SALZBURG, Austria — For the past few years, Kimberly Reyes has been spending a lot of time thinking about disparity, access and equity issues at American colleges and universities.
Reyes, 33, a third-year Ph.D. student in higher education at the University of Michigan’s Center for the Study of Higher and Postsecondary Education, was one of more than fifty participants who journeyed to this small European city to take part in the Salzburg Global Seminar “Students at the Margins and the Institutions that Serve Them: A Global Perspective.”
For Reyes, the weeklong experience of trading ideas with scholars concerned about the plight of disadvantaged students across the world has only strengthened her resolve to want to make a lasting impact with students in the United States.
“I think that I’m so fortunate to be able to come here at a time where I am thinking deeply about where I want to situate my scholarship,” says Reyes, who worked for several years as an admissions officer at Duke University — where she earned her undergraduate degree — before enrolling into Michigan’s doctoral program.
The seminar, convened by Drs. Marybeth Gasman, a professor at the Graduate School of Education at the University of Pennsylvania and director of Penn’s Center for Minority Serving Institutions, and Michael T. Nettles, senior vice president and the Edmund W. Gordon Chair for Policy Evaluation and Research at the Educational Testing Service, asked participants to find ways to identify challenges and potential solutions to working with students at the margins of their respective institutions.
By the end of the seminar, which included several panels, group work and informal socializing, scholars from various countries were pledging to find ways to work together despite geographic boundaries.
“We tried to get everyone to think [of the] big picture,” says Gasman, who is an expert on historically Black colleges and universities. “We want them to think that everything is possible.”
In the upcoming months, Gasman’s center at Penn, along with ETS, will be offering four small grants — seed money — of $2,500 to help jumpstart innovative initiatives to foster continued collaborations.
“I think we’re going to get good some good ideas,” says Gasman. “There were a lot of connections made here.”
Gasman said that despite America’s ugly and often-vicious history of racism, Americans — even with its reluctance to engage in discussions about race — is further ahead than so many other nations.
“In many countries, people don’t want to talk about race or class,” she said. “In the U.S., the conversations are often clumsy and awkward, but we are okay with it.”
Nelson Bowman III, executive director of development at Prairie View A&M University — an HBCU in Texas — and a participant in the seminar, said that being at this international gathering has forced him to think “across international borders.”
The Salzburg Global Seminar, an international nonprofit founded in 1947, has long been concerned with issues relating to education and social justice. Dr. Walter E. Massey, the former president of Morehouse College, served for several years as chairman of the organization’s Board of Directors.

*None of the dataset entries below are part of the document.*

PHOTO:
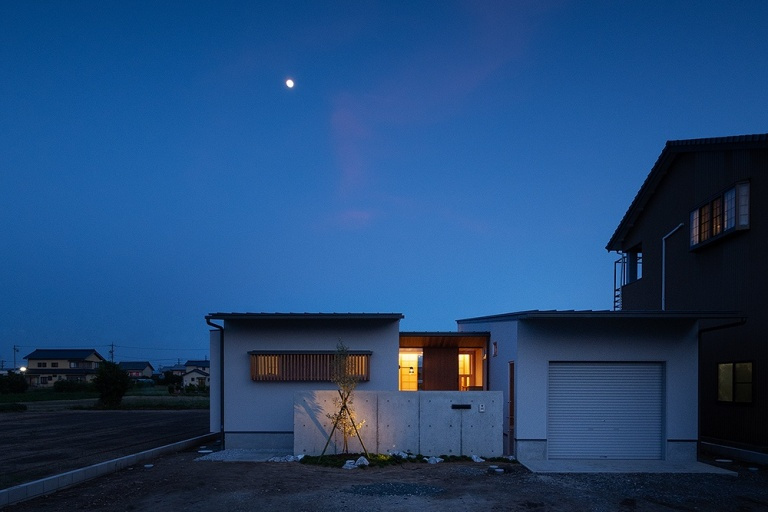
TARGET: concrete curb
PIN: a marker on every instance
(54, 483)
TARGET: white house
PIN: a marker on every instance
(571, 385)
(260, 360)
(596, 385)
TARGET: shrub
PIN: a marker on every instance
(13, 383)
(111, 382)
(72, 386)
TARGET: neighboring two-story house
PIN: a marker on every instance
(695, 238)
(46, 366)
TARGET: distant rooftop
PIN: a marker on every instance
(305, 316)
(63, 353)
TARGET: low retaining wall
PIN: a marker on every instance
(425, 422)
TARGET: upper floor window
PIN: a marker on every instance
(725, 213)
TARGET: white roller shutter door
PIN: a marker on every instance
(605, 410)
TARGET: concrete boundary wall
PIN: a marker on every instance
(425, 422)
(54, 483)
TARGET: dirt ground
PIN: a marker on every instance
(46, 442)
(35, 445)
(181, 482)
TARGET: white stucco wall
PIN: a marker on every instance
(673, 343)
(532, 344)
(504, 335)
(266, 408)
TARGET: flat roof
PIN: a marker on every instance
(625, 315)
(304, 316)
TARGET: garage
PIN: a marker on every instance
(605, 410)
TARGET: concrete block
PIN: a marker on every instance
(312, 424)
(440, 423)
(682, 451)
(482, 425)
(398, 422)
(535, 449)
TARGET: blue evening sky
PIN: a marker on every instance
(443, 159)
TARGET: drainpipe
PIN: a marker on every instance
(664, 266)
(220, 328)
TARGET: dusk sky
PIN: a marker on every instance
(440, 159)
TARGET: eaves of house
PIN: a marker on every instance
(671, 150)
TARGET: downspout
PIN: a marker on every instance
(664, 266)
(220, 328)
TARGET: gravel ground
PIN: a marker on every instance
(187, 481)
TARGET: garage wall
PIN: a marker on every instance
(641, 340)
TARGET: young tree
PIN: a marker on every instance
(112, 383)
(344, 418)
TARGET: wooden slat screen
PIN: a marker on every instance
(296, 366)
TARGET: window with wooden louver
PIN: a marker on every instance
(301, 365)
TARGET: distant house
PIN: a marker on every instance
(176, 369)
(137, 369)
(195, 364)
(46, 366)
(196, 377)
(695, 238)
(197, 373)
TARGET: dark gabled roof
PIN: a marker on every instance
(61, 371)
(71, 354)
(661, 167)
(135, 365)
(623, 315)
(202, 363)
(197, 372)
(304, 316)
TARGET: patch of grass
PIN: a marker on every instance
(12, 407)
(172, 403)
(338, 460)
(45, 396)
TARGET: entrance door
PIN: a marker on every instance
(441, 368)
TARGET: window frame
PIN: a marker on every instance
(305, 365)
(736, 385)
(721, 215)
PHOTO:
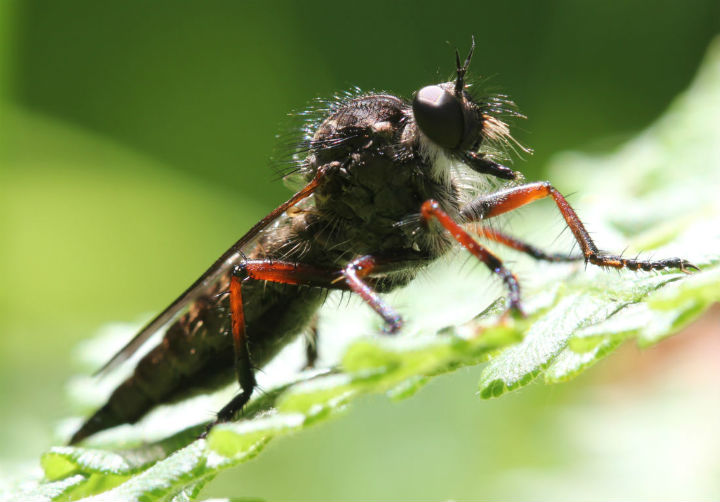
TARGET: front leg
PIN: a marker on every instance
(515, 197)
(431, 209)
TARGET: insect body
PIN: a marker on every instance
(383, 197)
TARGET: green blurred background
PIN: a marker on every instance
(134, 144)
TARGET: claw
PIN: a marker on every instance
(685, 265)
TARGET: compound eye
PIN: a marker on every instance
(439, 115)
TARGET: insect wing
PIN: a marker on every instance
(208, 280)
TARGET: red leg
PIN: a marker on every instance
(512, 242)
(515, 197)
(431, 209)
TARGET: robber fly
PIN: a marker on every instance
(385, 194)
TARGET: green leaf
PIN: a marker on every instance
(657, 193)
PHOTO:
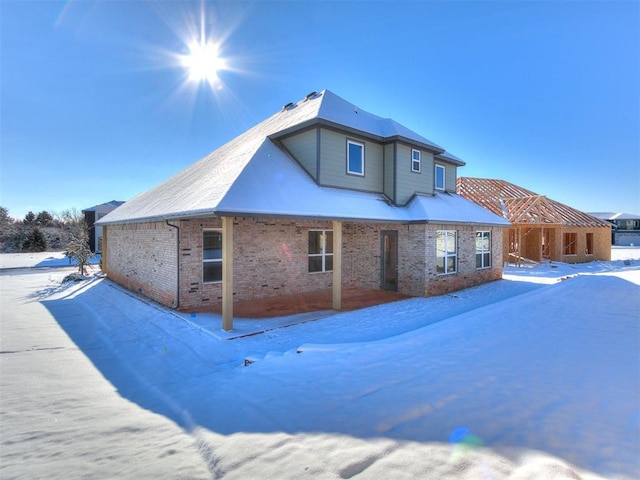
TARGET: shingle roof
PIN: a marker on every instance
(522, 206)
(251, 175)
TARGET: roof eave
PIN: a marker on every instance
(354, 131)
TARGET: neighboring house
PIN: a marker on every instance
(91, 216)
(319, 195)
(542, 229)
(626, 227)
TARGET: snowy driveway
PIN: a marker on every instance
(532, 371)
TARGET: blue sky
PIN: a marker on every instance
(96, 106)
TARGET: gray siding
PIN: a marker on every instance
(409, 182)
(303, 147)
(450, 178)
(333, 163)
(389, 171)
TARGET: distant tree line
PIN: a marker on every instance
(43, 231)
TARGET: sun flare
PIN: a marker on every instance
(203, 62)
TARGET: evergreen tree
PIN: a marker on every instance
(35, 241)
(44, 219)
(6, 222)
(29, 218)
(78, 245)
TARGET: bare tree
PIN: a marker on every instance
(78, 245)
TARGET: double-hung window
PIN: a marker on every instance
(415, 160)
(589, 243)
(570, 243)
(320, 251)
(439, 177)
(211, 256)
(446, 251)
(355, 158)
(483, 249)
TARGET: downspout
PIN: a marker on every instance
(177, 261)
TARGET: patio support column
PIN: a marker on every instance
(337, 265)
(103, 255)
(227, 273)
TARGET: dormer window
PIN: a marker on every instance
(415, 160)
(439, 177)
(355, 158)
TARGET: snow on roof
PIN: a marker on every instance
(522, 206)
(112, 203)
(250, 175)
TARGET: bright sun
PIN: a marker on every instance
(203, 62)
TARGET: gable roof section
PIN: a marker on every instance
(615, 216)
(252, 176)
(522, 206)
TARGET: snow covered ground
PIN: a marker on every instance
(527, 377)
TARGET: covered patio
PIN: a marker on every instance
(353, 298)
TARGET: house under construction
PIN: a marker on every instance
(541, 228)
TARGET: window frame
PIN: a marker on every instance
(324, 253)
(357, 144)
(444, 270)
(570, 241)
(589, 243)
(482, 252)
(211, 260)
(415, 161)
(438, 166)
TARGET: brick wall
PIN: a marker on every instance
(142, 257)
(271, 258)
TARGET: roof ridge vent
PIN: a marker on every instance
(311, 96)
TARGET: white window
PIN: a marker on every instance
(320, 251)
(446, 251)
(415, 160)
(212, 256)
(439, 177)
(483, 249)
(355, 158)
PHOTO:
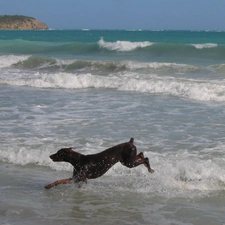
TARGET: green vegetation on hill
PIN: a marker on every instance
(15, 18)
(9, 22)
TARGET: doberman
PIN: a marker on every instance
(95, 165)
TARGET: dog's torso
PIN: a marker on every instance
(95, 165)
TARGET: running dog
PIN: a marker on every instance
(95, 165)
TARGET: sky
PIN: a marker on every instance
(122, 14)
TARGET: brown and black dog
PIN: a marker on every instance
(95, 165)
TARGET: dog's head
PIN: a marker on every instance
(62, 155)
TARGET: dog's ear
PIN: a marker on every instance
(132, 141)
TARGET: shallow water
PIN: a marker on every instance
(91, 90)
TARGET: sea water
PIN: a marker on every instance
(91, 90)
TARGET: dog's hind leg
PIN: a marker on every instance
(64, 181)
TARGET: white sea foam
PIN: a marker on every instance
(205, 45)
(8, 60)
(175, 175)
(204, 90)
(123, 46)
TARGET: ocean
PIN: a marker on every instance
(93, 89)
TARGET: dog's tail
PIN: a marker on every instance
(132, 141)
(64, 181)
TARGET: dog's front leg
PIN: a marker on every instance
(64, 181)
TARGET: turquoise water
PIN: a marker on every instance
(93, 89)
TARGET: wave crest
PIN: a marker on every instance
(123, 46)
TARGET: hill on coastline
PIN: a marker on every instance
(16, 22)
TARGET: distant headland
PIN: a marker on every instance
(16, 22)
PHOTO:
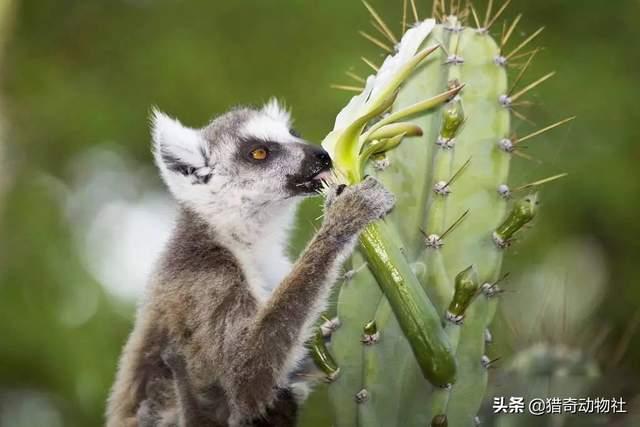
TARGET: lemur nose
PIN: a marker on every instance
(324, 158)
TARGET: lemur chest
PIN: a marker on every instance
(264, 268)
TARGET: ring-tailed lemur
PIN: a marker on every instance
(224, 293)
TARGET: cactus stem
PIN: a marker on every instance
(466, 290)
(445, 143)
(441, 188)
(539, 182)
(458, 173)
(347, 88)
(348, 275)
(505, 101)
(490, 290)
(545, 129)
(475, 17)
(525, 42)
(504, 191)
(322, 357)
(439, 421)
(370, 64)
(329, 326)
(362, 396)
(509, 33)
(488, 337)
(371, 334)
(376, 42)
(523, 212)
(454, 60)
(522, 117)
(355, 77)
(488, 363)
(497, 15)
(388, 33)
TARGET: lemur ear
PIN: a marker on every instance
(277, 111)
(180, 152)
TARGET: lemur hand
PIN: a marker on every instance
(358, 205)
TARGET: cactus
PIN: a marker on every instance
(434, 125)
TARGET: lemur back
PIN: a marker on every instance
(230, 323)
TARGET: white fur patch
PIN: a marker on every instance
(278, 112)
(272, 123)
(183, 143)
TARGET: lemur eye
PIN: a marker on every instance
(259, 153)
(294, 132)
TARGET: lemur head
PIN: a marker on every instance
(245, 159)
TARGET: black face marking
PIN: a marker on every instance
(316, 161)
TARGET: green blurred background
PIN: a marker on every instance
(83, 213)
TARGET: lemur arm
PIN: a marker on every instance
(267, 342)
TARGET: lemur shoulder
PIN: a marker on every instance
(224, 294)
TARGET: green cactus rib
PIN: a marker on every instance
(466, 289)
(322, 357)
(414, 311)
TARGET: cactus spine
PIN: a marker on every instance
(411, 349)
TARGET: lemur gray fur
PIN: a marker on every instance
(224, 298)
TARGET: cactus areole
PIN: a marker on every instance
(430, 124)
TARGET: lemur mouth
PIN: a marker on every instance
(313, 184)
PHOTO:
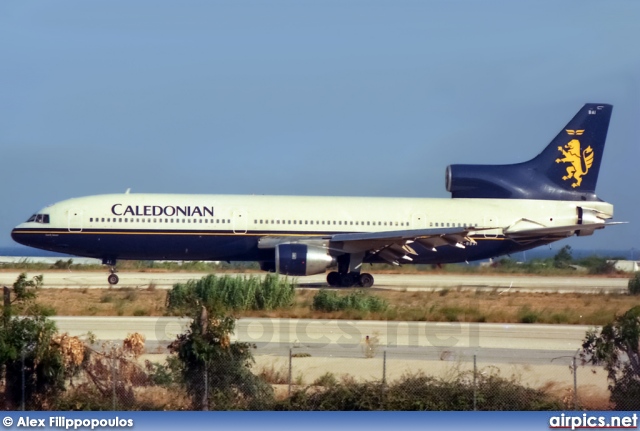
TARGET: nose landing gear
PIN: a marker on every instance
(113, 278)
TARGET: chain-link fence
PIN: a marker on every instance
(364, 376)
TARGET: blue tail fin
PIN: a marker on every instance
(567, 169)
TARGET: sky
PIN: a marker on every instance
(349, 98)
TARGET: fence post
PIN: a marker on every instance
(22, 403)
(475, 383)
(384, 368)
(113, 381)
(290, 368)
(205, 395)
(575, 384)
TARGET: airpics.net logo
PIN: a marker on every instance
(587, 421)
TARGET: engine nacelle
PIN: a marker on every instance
(302, 259)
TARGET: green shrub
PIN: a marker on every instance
(634, 284)
(420, 392)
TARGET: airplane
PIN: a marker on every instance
(494, 210)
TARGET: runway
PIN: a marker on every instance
(406, 282)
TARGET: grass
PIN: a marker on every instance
(464, 306)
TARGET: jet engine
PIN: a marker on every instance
(302, 259)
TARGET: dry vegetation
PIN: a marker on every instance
(443, 305)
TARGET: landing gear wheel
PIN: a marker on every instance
(349, 279)
(366, 280)
(333, 278)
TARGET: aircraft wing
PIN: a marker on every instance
(395, 246)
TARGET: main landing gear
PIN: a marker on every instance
(349, 279)
(113, 278)
(348, 273)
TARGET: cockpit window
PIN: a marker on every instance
(39, 218)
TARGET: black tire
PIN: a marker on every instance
(366, 280)
(333, 279)
(348, 280)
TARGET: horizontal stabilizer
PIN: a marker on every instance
(557, 230)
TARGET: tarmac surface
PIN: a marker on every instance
(407, 282)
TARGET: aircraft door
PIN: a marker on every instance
(418, 221)
(239, 221)
(490, 221)
(75, 220)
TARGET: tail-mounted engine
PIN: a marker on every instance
(302, 259)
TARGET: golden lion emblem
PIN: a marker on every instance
(573, 156)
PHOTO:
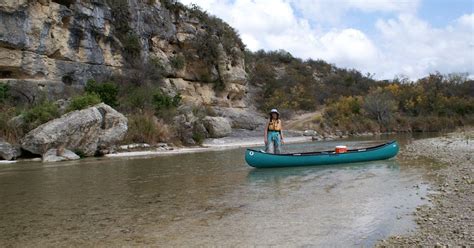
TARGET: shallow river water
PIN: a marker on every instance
(207, 199)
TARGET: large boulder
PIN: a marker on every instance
(7, 151)
(56, 155)
(242, 118)
(81, 131)
(217, 127)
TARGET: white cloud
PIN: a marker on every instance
(401, 45)
(333, 11)
(413, 47)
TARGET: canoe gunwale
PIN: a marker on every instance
(360, 150)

Dr. Yousef Jabareen, a law school lecturer at Tel-Hai College and the University of Haifa, said that he now wants to help build an Arab-Palestinian college in Israel.
“It’s been rewarding and inspirational being here and talking with others about some of the similar causes and challenges facing cultural and ethnic minorities,” says Jabareen, who is from Nazareth. “I’m leaving here with a feeling of solidarity and a determination to challenge the policies of discrimination and exclusion. Our situation in Israel today is similar to what African-Americans in the United States faced in the 1960s.”
Nettles says that ETS’s involvement in the seminar reflects the organization’s efforts of “broadening the measures and thinking about how assessment can be used in the delivery and instruction” of disadvantaged students at the margins.
“It was nice to be able to connect and network with individuals looking at equity in different ways and in different countries,” said Dr. Susana Maria Muñoz, an assistant professor of higher education at the University of Wisconsin–Milwaukee. “But what has been transformational for me, is that it’s going to be more effective to address equity if we work together globally. Not working in our silos, not just working in our individual countries, but understanding what are the partnerships we can make to really address these issues of equity in a meaningful way, in a transformational way, in a way that’s going to be sustainable.”